The documentation CUDA semantics — PyTorch 2.5 documentation

implies that in order to set allow_fp16_reduced_precision_reduction to false via C++/libtorch, one must use setAllowFP16ReductionCuBLAS.

Since calling matmul invokes cutlass, does this mean that disabling fp16 reduction is simply not possible via the C++ API?

The attribute is changing the cuBLAS behavior. Could you describe how exactly you are calling matmuls in CUTLASS?

If I run:

import torch

if __name__ == '__main__':
    k = 2
    device = 'cuda'
    for m in [4096]:
        for n in [4096]:
            d = torch.zeros((m, n), dtype=torch.float16, device=device)
            x = torch.zeros((n, k), dtype=torch.float16, device=device)
            y = torch.zeros((m, k), dtype=x.dtype, device=x.device).contiguous()
            torch.matmul(d, x, out=y)

under the profiler

ncu python3 demo.py

I can see that the underlying kernel that gets called is:

cutlass_80_wmma_tensorop_f16_s161616gemm_f16_32x32_128x1_nn_align2

If I modify demo.py in the following way:

import torch

torch.backends.cuda.matmul.allow_fp16_reduced_precision_reduction = False

if __name__ == '__main__':
    k = 2
    device = 'cuda'
    for m in [4096]:
        for n in [4096]:
            d = torch.zeros((m, n), dtype=torch.float16, device=device)
            x = torch.zeros((n, k), dtype=torch.float16, device=device)
            y = torch.zeros((m, k), dtype=x.dtype, device=x.device).contiguous()
            torch.matmul(d, x, out=y)

and run the profiler again

cutlass_80_wmma_tensorop_f16_s161616gemm_f16_32x32_128x1_nn_align2

gets called, again.

However, the documentation seems to imply (I could be wrong on this), that torch.backends.cuda.matmul.allow_fp16_reduced_precision_reduction = False and setAllowFP16ReductionCuBLAS(false) are equivalent, which is the source of my confusion.

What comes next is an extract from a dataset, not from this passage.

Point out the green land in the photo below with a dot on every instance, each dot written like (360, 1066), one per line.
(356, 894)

Is perhaps libtorch missing setAllowFP16ReductionCutlass()?

Shouldn’t these flags affect the underlying kernel being called?

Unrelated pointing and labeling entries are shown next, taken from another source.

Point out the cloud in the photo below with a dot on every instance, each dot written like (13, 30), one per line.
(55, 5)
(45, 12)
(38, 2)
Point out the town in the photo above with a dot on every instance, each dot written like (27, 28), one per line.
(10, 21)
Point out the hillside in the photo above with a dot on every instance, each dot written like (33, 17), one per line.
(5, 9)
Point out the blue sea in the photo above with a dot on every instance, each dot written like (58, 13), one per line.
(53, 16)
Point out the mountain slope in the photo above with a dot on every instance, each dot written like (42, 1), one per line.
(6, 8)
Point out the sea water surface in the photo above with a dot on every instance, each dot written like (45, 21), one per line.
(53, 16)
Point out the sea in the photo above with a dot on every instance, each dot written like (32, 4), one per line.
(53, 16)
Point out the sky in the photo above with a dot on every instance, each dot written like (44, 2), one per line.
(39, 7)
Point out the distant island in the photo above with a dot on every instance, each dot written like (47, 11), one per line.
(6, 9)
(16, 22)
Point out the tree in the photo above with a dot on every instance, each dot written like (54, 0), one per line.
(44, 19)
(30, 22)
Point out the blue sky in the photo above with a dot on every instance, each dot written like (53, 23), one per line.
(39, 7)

These CUTLASS kernels are called via cuBLAS. Why do you think this flag is not applied?

If I pass the --accum flag to be either f32 or f16 to the cutlass profiler,

the underlying kernel that gets called also changes (the difference is usually either a lack or inclusion of “_f16”).

I may just be horribly wrong on this, I just assumed that I would also be able to observe something similar in torch matmul.